Neuro research gets $22m boost

By Tanya Hollis
Wednesday, 27 March, 2002

A new $22 million collaboration has been established to commercialise Australian neuroscience research.

Headed by leading neuroscientist Prof Colin Masters, Neurosciences Australia Ltd is backed by $18 million over five years from the Federal government's Major National Research Facility initiative.

The group, which will be based at the University of Melbourne, has also attracted $4.5 million in funding from the Victorian government and will include the work of high level neuroscience groups in Sydney and Canberra, Masters said.

As chief scientific adviser, Masters said his role would be to assist the board of Neurosciences Australia to "develop the best possible strategies for commercialisation and research activities".

He said the objective of the new collaboration was similar to that of Neurosciences Victoria, initiated in 1999 with seed funding of $13.3 million from the Victorian government.

"The objective here is to promote some aspects of commercialisation of neuroscience in Australia and to discover new drugs that will be of benefit to people suffering neurodegenerative diseases," Masters said.
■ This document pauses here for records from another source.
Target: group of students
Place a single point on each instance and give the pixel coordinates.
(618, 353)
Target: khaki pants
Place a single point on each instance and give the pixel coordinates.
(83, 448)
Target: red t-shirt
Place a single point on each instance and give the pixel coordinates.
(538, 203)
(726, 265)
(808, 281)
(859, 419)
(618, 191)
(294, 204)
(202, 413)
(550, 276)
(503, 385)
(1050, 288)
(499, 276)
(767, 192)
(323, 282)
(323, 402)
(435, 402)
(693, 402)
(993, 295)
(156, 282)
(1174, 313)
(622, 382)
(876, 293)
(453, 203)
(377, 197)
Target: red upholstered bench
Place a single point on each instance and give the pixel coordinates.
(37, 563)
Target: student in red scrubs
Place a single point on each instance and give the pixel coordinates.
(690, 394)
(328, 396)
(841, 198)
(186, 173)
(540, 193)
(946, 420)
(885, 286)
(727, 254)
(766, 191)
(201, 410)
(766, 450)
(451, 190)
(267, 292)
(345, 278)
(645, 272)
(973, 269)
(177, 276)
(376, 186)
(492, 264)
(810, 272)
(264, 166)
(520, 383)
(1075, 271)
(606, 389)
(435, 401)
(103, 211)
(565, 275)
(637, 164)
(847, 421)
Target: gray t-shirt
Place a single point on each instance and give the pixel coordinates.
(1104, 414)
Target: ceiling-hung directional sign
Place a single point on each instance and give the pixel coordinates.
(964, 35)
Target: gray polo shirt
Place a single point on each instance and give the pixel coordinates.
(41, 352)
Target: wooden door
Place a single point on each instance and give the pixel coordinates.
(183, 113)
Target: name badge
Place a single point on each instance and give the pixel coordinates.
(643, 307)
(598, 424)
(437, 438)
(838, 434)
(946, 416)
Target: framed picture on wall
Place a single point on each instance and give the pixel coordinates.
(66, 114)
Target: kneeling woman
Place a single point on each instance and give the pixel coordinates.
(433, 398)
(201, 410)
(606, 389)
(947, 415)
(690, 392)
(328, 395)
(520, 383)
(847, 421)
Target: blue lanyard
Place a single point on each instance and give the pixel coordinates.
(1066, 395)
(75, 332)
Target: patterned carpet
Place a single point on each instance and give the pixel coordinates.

He said the new entity would co-exist and work concurrently with Neurosciences Victoria, with the expectation that other state-based collaborations would be formed underneath its national umbrella.

Neurosciences Australia, which was yet to be formally announced, was in the process of establishing priority areas, Masters said.

Masters is best known for his research into the cause and treatment of Alzheimer's and Creutzfeldt-Jakob disease and is Professor of Pathology at the University of Melbourne.